The brisk, in media res nature of the work sets up a new world quickly and effectively. Mai provides little time to question her environment before she receives a holographic message from college buddy Gawain, from “New Atlantis,” or as he calls it, Britannia. Mai and her brother Mowgai begin a journey from their home to Tyr across the ocean, along the shores of Francia, to the flooded islands of Britannia.

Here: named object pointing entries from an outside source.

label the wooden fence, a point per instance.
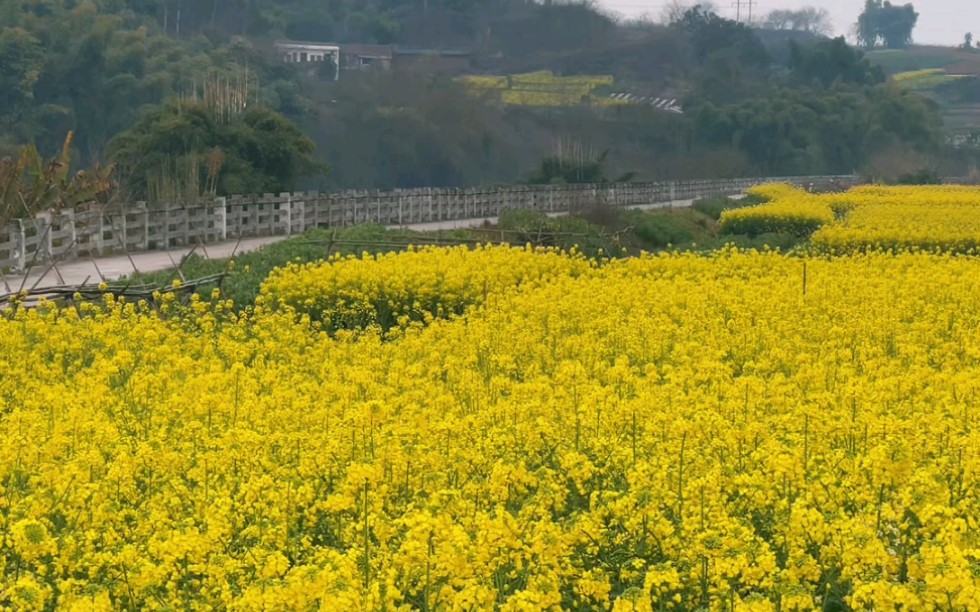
(94, 231)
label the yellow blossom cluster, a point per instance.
(541, 88)
(944, 218)
(394, 289)
(735, 431)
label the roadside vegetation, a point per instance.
(599, 231)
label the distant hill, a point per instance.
(953, 60)
(947, 75)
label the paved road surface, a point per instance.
(111, 268)
(114, 267)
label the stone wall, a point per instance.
(96, 231)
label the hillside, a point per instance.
(704, 97)
(949, 76)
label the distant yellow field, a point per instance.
(944, 218)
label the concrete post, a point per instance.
(18, 241)
(221, 218)
(68, 221)
(42, 222)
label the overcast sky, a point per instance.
(941, 22)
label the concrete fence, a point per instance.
(93, 230)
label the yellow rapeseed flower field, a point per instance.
(940, 218)
(735, 431)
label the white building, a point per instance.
(299, 52)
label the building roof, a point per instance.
(434, 52)
(306, 43)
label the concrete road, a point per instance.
(111, 268)
(466, 223)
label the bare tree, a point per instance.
(807, 19)
(674, 10)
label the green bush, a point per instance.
(713, 207)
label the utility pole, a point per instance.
(738, 4)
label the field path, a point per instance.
(92, 271)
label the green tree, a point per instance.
(886, 24)
(830, 61)
(185, 149)
(20, 67)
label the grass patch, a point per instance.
(713, 207)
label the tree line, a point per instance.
(205, 111)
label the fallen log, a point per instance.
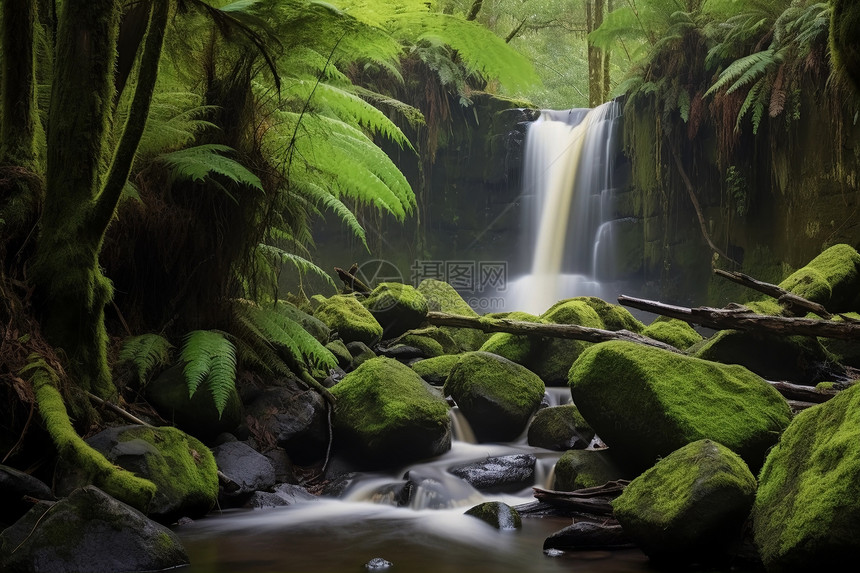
(739, 317)
(571, 331)
(797, 305)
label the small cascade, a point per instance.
(569, 187)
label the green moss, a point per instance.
(496, 395)
(512, 346)
(673, 331)
(645, 402)
(690, 505)
(350, 319)
(386, 413)
(435, 370)
(397, 307)
(808, 504)
(579, 469)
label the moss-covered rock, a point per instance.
(806, 515)
(774, 357)
(690, 506)
(832, 279)
(387, 415)
(181, 467)
(553, 359)
(578, 469)
(515, 347)
(645, 403)
(197, 415)
(499, 515)
(88, 531)
(560, 428)
(444, 298)
(497, 396)
(397, 307)
(436, 370)
(346, 315)
(672, 331)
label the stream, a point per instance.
(432, 534)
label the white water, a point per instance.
(569, 172)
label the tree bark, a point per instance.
(742, 318)
(573, 331)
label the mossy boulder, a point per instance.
(88, 531)
(197, 415)
(443, 297)
(645, 403)
(554, 357)
(832, 279)
(672, 331)
(773, 357)
(515, 347)
(346, 315)
(806, 515)
(397, 307)
(436, 370)
(497, 396)
(578, 469)
(499, 515)
(560, 428)
(387, 415)
(690, 506)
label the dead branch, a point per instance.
(793, 303)
(742, 318)
(570, 331)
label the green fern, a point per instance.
(145, 352)
(210, 360)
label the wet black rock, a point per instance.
(88, 531)
(503, 473)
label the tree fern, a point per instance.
(210, 360)
(145, 353)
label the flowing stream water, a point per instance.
(570, 177)
(431, 534)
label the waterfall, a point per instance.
(568, 188)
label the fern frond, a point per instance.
(209, 358)
(145, 352)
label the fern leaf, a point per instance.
(146, 352)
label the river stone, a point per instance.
(297, 421)
(443, 297)
(436, 370)
(831, 279)
(553, 359)
(690, 506)
(645, 403)
(14, 485)
(386, 414)
(497, 396)
(579, 469)
(397, 307)
(806, 515)
(499, 515)
(588, 536)
(196, 415)
(345, 315)
(509, 473)
(181, 467)
(560, 428)
(88, 531)
(246, 467)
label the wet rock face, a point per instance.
(499, 474)
(497, 396)
(88, 531)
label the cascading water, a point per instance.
(569, 179)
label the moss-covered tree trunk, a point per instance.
(83, 181)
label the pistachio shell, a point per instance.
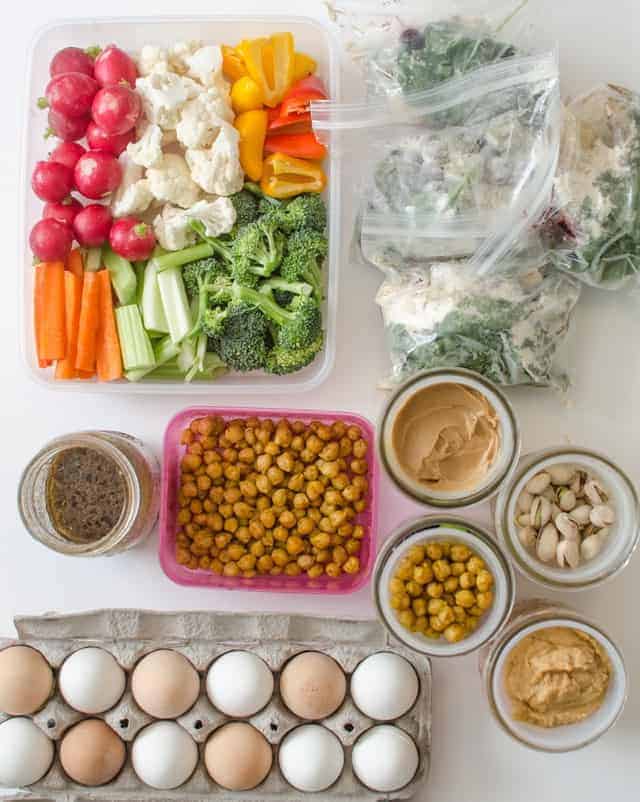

But names, though they may sound familiar, aren’t the most memorable part of the journey. Even in the future, the geography around what used to be the Mediterranean seems familiar, but it has changed radically. There’s a rainforest where Paris used to be. A cranky old robot named Bill lives there. Bill claims that humans ruin everything but serves Mai as a guide through the wilderness nonetheless. Eventually, in New Atlantis, Mai connects to a computer that uploads her consciousness to the Internet and discovers that mankind used to be widespread, but overstepped their boundaries.

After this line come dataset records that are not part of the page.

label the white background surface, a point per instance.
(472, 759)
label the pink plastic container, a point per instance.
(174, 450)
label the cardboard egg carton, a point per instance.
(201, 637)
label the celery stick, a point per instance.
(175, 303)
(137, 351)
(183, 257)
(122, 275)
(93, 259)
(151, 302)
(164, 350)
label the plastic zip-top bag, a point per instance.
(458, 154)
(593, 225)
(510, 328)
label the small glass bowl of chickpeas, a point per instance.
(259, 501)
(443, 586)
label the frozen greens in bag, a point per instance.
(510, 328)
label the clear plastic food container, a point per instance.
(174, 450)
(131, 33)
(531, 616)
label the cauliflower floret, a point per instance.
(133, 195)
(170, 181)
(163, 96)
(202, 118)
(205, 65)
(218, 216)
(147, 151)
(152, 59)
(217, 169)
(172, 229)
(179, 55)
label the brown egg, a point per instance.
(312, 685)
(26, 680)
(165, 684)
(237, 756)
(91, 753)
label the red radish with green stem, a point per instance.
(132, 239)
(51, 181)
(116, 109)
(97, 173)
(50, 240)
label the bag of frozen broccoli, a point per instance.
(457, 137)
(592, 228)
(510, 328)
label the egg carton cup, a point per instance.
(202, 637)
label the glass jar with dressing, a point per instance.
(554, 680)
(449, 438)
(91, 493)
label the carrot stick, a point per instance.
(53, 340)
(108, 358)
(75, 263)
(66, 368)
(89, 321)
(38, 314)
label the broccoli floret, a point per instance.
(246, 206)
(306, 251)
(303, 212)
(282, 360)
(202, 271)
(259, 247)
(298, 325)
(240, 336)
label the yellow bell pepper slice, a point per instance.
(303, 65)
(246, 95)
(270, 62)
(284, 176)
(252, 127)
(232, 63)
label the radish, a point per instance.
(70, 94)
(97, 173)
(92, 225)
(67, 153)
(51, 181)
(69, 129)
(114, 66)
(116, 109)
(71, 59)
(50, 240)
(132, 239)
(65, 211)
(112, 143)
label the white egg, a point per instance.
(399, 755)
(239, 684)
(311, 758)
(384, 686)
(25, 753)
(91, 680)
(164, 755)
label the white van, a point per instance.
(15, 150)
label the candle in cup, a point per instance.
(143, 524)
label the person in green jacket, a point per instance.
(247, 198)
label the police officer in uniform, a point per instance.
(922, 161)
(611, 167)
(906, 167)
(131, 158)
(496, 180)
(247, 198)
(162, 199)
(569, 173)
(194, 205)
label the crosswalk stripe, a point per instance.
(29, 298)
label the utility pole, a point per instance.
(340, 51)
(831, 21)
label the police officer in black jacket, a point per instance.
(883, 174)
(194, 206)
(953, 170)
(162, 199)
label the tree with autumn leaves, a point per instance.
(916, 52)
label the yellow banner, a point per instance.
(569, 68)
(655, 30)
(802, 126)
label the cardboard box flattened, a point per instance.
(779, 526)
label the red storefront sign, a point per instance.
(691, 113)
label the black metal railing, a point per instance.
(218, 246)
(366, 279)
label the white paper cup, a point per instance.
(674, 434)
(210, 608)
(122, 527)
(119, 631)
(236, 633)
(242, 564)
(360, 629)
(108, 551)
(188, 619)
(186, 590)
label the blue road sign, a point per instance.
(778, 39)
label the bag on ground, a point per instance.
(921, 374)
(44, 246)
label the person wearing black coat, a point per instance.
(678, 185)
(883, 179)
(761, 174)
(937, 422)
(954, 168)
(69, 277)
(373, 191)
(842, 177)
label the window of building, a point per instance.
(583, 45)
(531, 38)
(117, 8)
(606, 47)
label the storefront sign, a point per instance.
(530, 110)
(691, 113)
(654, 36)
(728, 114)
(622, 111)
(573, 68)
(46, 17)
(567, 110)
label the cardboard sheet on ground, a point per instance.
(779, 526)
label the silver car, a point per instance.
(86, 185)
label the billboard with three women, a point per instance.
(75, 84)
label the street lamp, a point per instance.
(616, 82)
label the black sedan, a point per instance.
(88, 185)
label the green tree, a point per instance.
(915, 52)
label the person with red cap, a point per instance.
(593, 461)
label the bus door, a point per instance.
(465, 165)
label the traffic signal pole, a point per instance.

However, inside the computer, Mai finds celestial bliss. She’s far from the only science fiction hero to do so in recent literary memory. From Tidhar, to Ken Liu to Cory Doctorow, just to name the ones I’ve read recently, a future where we upload our brains to computers is starting to be our generation’s flying cars. Everyone thought we would have flying cars. Maybe, like flying cars symbolizing widespread wealth, the digital afterlife is a sort of generational fantasy. Then again, maybe it’s a kind of Sisyphean torture. As Mai explores the human past, she realizes that the computer can never escape the earth that it came from. After all, we are ending a novella about a world pretty much ruined by humans.
A fantastic and surprisingly thought-provoking journey. As much as it bears resemblance to contemporary sci-fi, it adds to the conversation instead of parroting it. Well worth the read, though only available on e-book as of this writing.
Three stars out of five
Favorite quote: “That every existence is a solitary one, that we are each of us a simulation, and how do we trust anything we see, or feel?